Yet, strange to say, the children felt that they loved her suddenly; for the first time in their lives they thought her lovable. A kind of understanding sympathy woke in them; there was something pitiable about her. For, obviously, she was looking just as they were, but looking in such a silly way and in such hopelessly stupid places. All her life she had been looking like this, dressed in crackling black, wearing a prickly bonnet and heavy goloshes, and carrying a useless umbrella that of course must bother her. It was disappointment that made her talk as she did. But it was natural she should feel disappointment, for it never rained when she had her umbrella, and her goloshes were always coming off.
"She's stuck in a hole," thought Tim, "and so she just says things at us. She hurts herself somewhere. She's tired."
"She has to be like that," thought Judy. "It's really all pretending.
Poor old thing!"
But Aunt Emily was not aware of what they felt. They were out of bed, and it was her duty to find fault; they were out of bounds, and she must take note of it. So she prepared to scold a little. Her bonnet waggled ominously. She gripped her umbrella. She spoke as though it was very early in the morning, almost dawn—as though the sun were rising. There was confusion in her as to the time of day, it seemed. But the children did not notice this. They were so accustomed to being rebuked by her that the actual words made small impression. She was just "saying things"; they were often very muddled things; the attitude, not the meaning, counted. And her attitude, they divined, was subtly different.
"You know this is forbidden," she said. "It is damp and chilly. It's sure to rain presently. You'll get your feet wet. You should keep to the gravel paths. They're plain enough, are they not?" She looked about her, sniffing—a sniff that usually summoned disasters in a flock.
"Oh, yes," said Tim; "and they look like brown sugar, we thought."
"It does not matter what you thought, Timothy. The paths are made on purpose to be walked upon and used—"

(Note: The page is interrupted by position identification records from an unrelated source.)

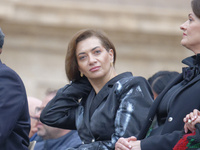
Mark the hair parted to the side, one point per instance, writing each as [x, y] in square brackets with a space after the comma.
[71, 65]
[195, 4]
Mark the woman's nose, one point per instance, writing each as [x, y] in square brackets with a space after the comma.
[183, 26]
[92, 59]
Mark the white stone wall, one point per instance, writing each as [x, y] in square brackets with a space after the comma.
[146, 35]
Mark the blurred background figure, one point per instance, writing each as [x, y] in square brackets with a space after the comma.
[50, 138]
[32, 104]
[14, 114]
[160, 79]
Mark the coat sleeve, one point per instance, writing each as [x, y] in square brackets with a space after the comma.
[12, 102]
[60, 111]
[154, 142]
[134, 103]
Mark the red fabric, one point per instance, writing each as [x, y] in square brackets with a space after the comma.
[182, 143]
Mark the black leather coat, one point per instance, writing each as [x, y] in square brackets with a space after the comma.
[118, 110]
[181, 103]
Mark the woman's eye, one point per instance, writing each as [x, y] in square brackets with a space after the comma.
[97, 51]
[82, 57]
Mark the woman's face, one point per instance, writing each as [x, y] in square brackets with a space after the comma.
[93, 59]
[191, 33]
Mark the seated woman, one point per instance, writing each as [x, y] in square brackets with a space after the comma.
[99, 103]
[179, 98]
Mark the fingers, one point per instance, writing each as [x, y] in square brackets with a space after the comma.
[122, 144]
[191, 119]
[132, 138]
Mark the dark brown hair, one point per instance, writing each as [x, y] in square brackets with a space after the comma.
[71, 65]
[196, 7]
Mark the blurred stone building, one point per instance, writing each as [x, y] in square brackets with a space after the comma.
[145, 32]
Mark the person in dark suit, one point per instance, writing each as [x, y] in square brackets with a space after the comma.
[177, 100]
[101, 105]
[14, 114]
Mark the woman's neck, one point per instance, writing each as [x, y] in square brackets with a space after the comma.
[98, 83]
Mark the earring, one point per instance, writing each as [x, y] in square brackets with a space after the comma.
[81, 74]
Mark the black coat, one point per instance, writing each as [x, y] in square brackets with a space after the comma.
[118, 110]
[182, 103]
[14, 114]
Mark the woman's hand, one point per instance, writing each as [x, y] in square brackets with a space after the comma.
[191, 119]
[130, 143]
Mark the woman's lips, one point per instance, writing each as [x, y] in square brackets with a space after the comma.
[94, 68]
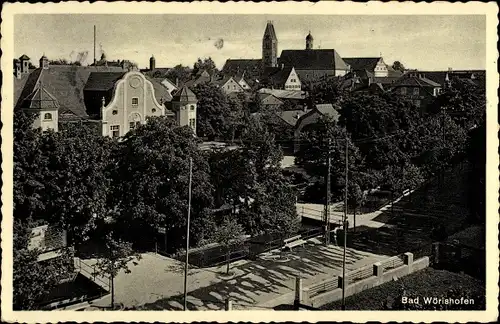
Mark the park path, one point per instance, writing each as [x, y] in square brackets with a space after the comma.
[156, 282]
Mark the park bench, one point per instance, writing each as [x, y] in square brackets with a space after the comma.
[293, 242]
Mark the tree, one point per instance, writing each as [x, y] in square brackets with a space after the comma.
[476, 154]
[398, 66]
[383, 128]
[319, 139]
[228, 234]
[330, 91]
[179, 73]
[464, 101]
[29, 167]
[214, 111]
[152, 175]
[207, 64]
[235, 118]
[32, 280]
[76, 182]
[117, 257]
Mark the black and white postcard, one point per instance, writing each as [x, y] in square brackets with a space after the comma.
[262, 157]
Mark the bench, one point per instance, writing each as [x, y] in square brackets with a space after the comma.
[293, 242]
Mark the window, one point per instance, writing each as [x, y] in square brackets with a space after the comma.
[134, 125]
[115, 130]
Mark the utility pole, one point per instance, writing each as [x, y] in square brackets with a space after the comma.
[345, 219]
[187, 232]
[327, 205]
[94, 45]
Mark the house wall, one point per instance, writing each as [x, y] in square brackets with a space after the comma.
[293, 81]
[46, 123]
[184, 113]
[421, 99]
[231, 86]
[133, 101]
[170, 87]
[381, 70]
[244, 84]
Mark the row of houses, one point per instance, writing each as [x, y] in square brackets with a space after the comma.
[114, 98]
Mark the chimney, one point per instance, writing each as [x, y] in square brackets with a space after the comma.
[18, 70]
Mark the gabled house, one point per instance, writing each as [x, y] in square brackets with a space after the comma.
[311, 117]
[414, 86]
[172, 87]
[127, 99]
[240, 78]
[284, 78]
[374, 65]
[112, 99]
[229, 85]
[314, 64]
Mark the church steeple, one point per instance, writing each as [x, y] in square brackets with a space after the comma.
[309, 41]
[269, 47]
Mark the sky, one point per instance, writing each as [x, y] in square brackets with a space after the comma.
[419, 42]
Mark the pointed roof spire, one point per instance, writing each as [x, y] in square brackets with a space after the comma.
[270, 30]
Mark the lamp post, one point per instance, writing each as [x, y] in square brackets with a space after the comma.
[345, 220]
[187, 232]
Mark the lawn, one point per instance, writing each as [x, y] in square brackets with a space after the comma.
[425, 283]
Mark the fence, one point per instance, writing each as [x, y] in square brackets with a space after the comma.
[89, 271]
[394, 262]
[216, 255]
[358, 280]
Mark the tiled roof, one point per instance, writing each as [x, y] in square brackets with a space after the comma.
[276, 76]
[327, 109]
[184, 95]
[415, 80]
[385, 80]
[436, 76]
[102, 81]
[156, 72]
[252, 67]
[161, 92]
[285, 94]
[65, 83]
[291, 116]
[314, 59]
[362, 63]
[40, 99]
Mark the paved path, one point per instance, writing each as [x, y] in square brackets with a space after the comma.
[156, 283]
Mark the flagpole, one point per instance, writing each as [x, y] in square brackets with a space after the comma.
[344, 281]
[187, 232]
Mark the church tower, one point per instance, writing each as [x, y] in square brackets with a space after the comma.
[269, 47]
[309, 41]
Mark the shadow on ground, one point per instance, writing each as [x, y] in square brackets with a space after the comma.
[412, 222]
[252, 280]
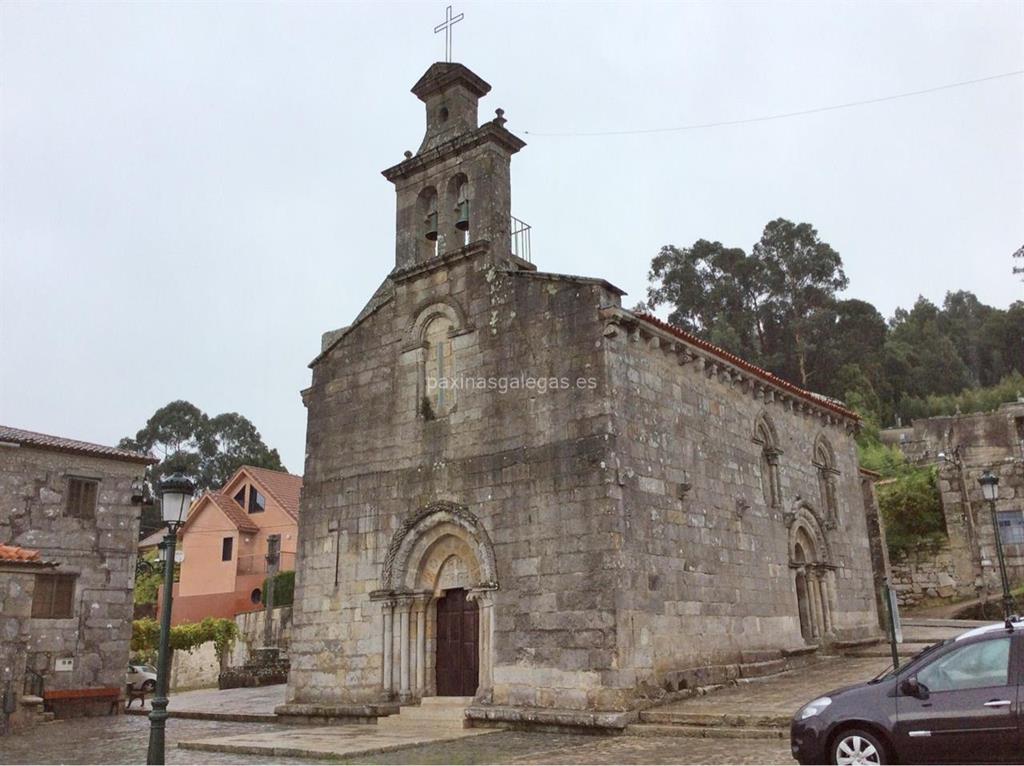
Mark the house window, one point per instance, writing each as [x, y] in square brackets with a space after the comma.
[1012, 526]
[81, 498]
[53, 596]
[438, 367]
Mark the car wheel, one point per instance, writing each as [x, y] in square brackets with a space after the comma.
[857, 747]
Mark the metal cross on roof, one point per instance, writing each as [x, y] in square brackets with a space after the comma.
[450, 20]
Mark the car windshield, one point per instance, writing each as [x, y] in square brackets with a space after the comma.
[889, 672]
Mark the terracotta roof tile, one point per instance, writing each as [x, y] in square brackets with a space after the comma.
[816, 398]
[230, 509]
[12, 554]
[285, 487]
[59, 443]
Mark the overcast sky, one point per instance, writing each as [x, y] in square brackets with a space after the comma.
[190, 193]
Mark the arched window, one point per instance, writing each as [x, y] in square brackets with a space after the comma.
[427, 210]
[824, 462]
[458, 203]
[438, 367]
[771, 484]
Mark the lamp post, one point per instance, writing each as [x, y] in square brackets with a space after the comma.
[990, 491]
[175, 496]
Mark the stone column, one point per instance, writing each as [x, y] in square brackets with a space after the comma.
[814, 587]
[403, 608]
[421, 645]
[827, 601]
[387, 682]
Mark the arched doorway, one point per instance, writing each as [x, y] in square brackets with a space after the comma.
[813, 576]
[436, 601]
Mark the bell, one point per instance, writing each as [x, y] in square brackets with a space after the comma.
[462, 222]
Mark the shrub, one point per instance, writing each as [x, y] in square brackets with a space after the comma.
[911, 510]
[187, 636]
[284, 589]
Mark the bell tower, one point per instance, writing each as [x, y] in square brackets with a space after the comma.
[456, 189]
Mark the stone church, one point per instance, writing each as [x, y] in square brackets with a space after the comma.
[519, 492]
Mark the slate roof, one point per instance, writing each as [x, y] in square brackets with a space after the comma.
[59, 443]
[285, 487]
[12, 554]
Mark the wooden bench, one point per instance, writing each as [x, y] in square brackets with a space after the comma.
[100, 694]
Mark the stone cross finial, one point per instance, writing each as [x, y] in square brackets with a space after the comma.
[450, 22]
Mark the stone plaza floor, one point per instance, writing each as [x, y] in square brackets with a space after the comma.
[123, 740]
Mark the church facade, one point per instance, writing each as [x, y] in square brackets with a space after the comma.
[517, 491]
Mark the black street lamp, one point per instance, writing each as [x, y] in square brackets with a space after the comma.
[990, 491]
[175, 496]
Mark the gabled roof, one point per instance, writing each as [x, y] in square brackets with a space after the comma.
[153, 539]
[61, 444]
[284, 487]
[12, 554]
[227, 506]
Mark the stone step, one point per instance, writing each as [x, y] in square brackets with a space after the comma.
[906, 650]
[431, 712]
[707, 732]
[707, 720]
[462, 701]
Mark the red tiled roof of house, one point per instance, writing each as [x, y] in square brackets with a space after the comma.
[59, 443]
[230, 509]
[742, 364]
[285, 487]
[12, 554]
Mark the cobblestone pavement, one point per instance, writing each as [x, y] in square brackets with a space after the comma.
[541, 748]
[779, 695]
[124, 739]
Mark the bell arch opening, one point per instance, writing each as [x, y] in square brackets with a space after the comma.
[814, 578]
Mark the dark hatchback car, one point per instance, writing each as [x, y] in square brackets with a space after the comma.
[956, 701]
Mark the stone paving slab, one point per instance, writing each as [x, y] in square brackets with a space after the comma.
[243, 705]
[551, 748]
[767, 700]
[331, 742]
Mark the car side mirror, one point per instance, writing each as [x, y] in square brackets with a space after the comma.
[912, 687]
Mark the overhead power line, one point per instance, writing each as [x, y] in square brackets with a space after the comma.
[782, 116]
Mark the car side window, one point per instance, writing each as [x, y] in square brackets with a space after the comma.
[972, 667]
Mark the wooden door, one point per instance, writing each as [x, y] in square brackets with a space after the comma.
[458, 663]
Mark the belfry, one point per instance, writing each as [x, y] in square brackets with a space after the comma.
[519, 493]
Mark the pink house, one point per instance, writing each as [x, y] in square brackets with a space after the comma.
[224, 543]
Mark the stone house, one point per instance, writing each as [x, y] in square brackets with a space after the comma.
[224, 543]
[517, 491]
[74, 504]
[19, 705]
[963, 448]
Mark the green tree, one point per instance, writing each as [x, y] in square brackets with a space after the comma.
[208, 450]
[715, 292]
[802, 274]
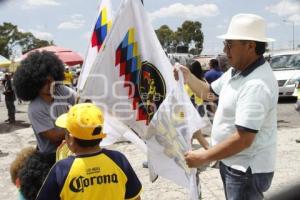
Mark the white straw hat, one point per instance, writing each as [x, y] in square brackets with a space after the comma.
[247, 27]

"They're beautifully made," interrupted Judy, unable to keep silent longer. "WEEDEN made them for us."
"And we've used them all," exclaimed Tim, "only we came to an end of them. We've done with them—paths!" The way he uttered the substantives made it instantly sound ridiculous.
Aunt Emily opened her mouth to say something, then closed it again without saying it. She stared at them instead. They watched her. All fear of her had left their hearts. A new expression rose struggling upon her pointed features. She fidgeted from one foot to the other. They felt her as "Aunty," a poor old muddled thing, always looking in ridiculous places without the smallest notion she was wrong. Tim saw her suddenly "all dressed up on purpose" as for a game. Judy thought "She's bubbling inside—really."